4 Qu'en dit la justice ?
Plusieurs associations de défense des droits de l'enfant, parmi lesquelles Juristes pour l'enfance, Enfance et partage, Face à l'inceste et Innocence en danger, ont saisi le tribunal administratif en référé, une procédure d'urgence pour exiger le décrochage du tableau. "Nous n'attaquons pas l'artiste sur sa liberté d'expression, mais le Palais de Tokyo exposant des mineurs à un contenu pédopornographique", justifiait l'association Face à l'inceste dans un communiqué.
Le 27 mars, le tribunal administratif de Paris a débouté ces associations, estimant que "l'œuvre ne saurait (...) être comprise en dehors de son contexte et du travail de l'artiste Miriam Cahn qui vise à dénoncer les horreurs de la guerre, ainsi que cela est rappelé dans le document de présentation de l'événement distribué au public", peut-on lire dans l'avis rendu par l'institution.
Une décision "qui ouvre la porte à toutes les dérives", selon les responsables de Face à l'inceste. L'association a fait appel devant le Conseil d'Etat. Le recours a été à son tour rejeté le 14 avril. Le juge a estimé que "l'accrochage du tableau 'Fuck abstraction !' au Palais de Tokyo (...) ne porte pas une atteinte grave et illégale à l'intérêt supérieur de l'enfant ou à la dignité de la personne humaine".

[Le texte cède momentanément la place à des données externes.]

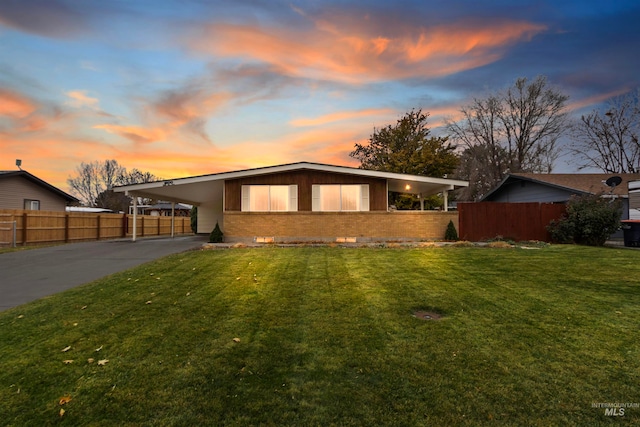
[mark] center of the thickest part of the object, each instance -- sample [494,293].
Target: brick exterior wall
[329,226]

5 Quel est le lien avec le RN ?
Quelques heures après la dégradation du tableau, la ministre de la Culture, Rima Abdul Malak, s'est rendue sur place pour constater les dégâts. Auprès de franceinfo, elle a immédiatement dénoncé "l'instrumentalisation" de cette affaire par l'extrême droite, faisant référence à la prise de position de la députée Caroline Parmentier quelques semaines auparavant.
"S'il n'y avait pas eu cette énorme polémique à dessein du RN, on n'en serait pas là. On a vraiment le vrai visage du Rassemblement national."

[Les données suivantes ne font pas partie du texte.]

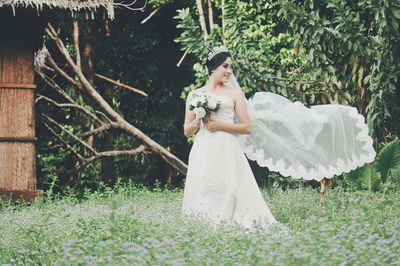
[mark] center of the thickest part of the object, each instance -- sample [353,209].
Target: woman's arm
[243,127]
[191,125]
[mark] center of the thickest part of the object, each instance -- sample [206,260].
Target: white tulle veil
[300,142]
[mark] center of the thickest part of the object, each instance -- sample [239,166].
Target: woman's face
[224,71]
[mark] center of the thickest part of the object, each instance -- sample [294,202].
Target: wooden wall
[19,36]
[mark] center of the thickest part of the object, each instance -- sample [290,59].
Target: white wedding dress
[287,137]
[220,184]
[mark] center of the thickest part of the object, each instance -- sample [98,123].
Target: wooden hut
[21,29]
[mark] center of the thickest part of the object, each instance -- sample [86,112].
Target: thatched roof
[72,5]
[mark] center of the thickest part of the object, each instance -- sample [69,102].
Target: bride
[286,137]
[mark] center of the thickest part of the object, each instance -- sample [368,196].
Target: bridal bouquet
[204,103]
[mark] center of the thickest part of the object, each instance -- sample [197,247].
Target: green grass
[137,226]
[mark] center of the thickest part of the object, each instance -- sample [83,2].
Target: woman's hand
[212,125]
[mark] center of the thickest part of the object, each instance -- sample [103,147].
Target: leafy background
[321,52]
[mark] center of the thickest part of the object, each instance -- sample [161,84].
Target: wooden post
[18,40]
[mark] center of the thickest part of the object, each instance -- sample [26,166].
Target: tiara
[216,50]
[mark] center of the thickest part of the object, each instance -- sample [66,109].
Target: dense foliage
[327,52]
[315,52]
[137,226]
[143,56]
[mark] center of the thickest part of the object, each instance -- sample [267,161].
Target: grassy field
[137,226]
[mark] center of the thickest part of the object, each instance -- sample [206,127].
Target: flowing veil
[309,143]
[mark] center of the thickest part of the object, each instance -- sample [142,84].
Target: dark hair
[216,61]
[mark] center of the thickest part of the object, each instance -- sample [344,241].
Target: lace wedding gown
[220,184]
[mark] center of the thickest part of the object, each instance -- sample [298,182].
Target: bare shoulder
[236,94]
[190,94]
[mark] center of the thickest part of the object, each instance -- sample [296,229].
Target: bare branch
[181,60]
[95,131]
[121,84]
[63,142]
[202,19]
[70,133]
[61,72]
[77,106]
[76,44]
[123,124]
[99,155]
[150,16]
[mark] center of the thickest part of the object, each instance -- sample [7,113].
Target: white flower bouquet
[204,103]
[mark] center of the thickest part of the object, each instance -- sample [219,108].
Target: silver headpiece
[216,50]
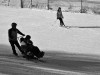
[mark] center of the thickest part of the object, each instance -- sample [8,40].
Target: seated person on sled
[29,49]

Rima Abdul Malak, ministre de la Cultureauprès de franceinfo
Une mise en cause d'autant plus assumée que l'homme suspecté d'avoir dégradé le tableau est un ancien élu du Front national (l'ancien nom du parti d'extrême droite), a appris franceinfo de sources concordantes, confirmant une information du Monde. Il s'agit de Pierre Chassin, 80 ans, élu municipal FN aux Mureaux (Yvelines) et conseiller communautaire jusqu'en 2015.
Interrogée par Sud Radio mardi, Marine Le Pen, présidente du groupe RN à l'Assemblée nationale, a nié toute responsabilité dans ces dégradations. "Vous ne pouvez pas être tenu responsable d'un fait individuel de quelqu'un qui a été conseiller municipal il y a huit ans", a-t-elle assuré, ajoutant que l'auteur de la dégradation n'est plus membre du parti. "Il a eu tort de le faire", a-t-elle ajouté.
6 Que va devenir l'œuvre endommagée ?
Après cette dégradation, le Palais de Tokyo a annoncé mardi laisser le tableau tel qu'il est jusqu'à la fin de l'exposition le 14 mai. Le président du musée, Guillaume Désanges, s'est également expliqué quant à l'absence de vitre protectrice sur ce tableau malgré la polémique : "Nous avions décidé avec l'artiste qu'il n'y avait pas de protection physique particulière de l'œuvre", a-t-il affirmé lundi sur France Culture. "Il y a dans le travail de Miriam Cahn cette idée justement de la vulnérabilité de l'œuvre. Le Palais de Tokyo n'est pas une forteresse." Depuis son lancement le 17 février, l'exposition a attiré 80 000 visiteurs.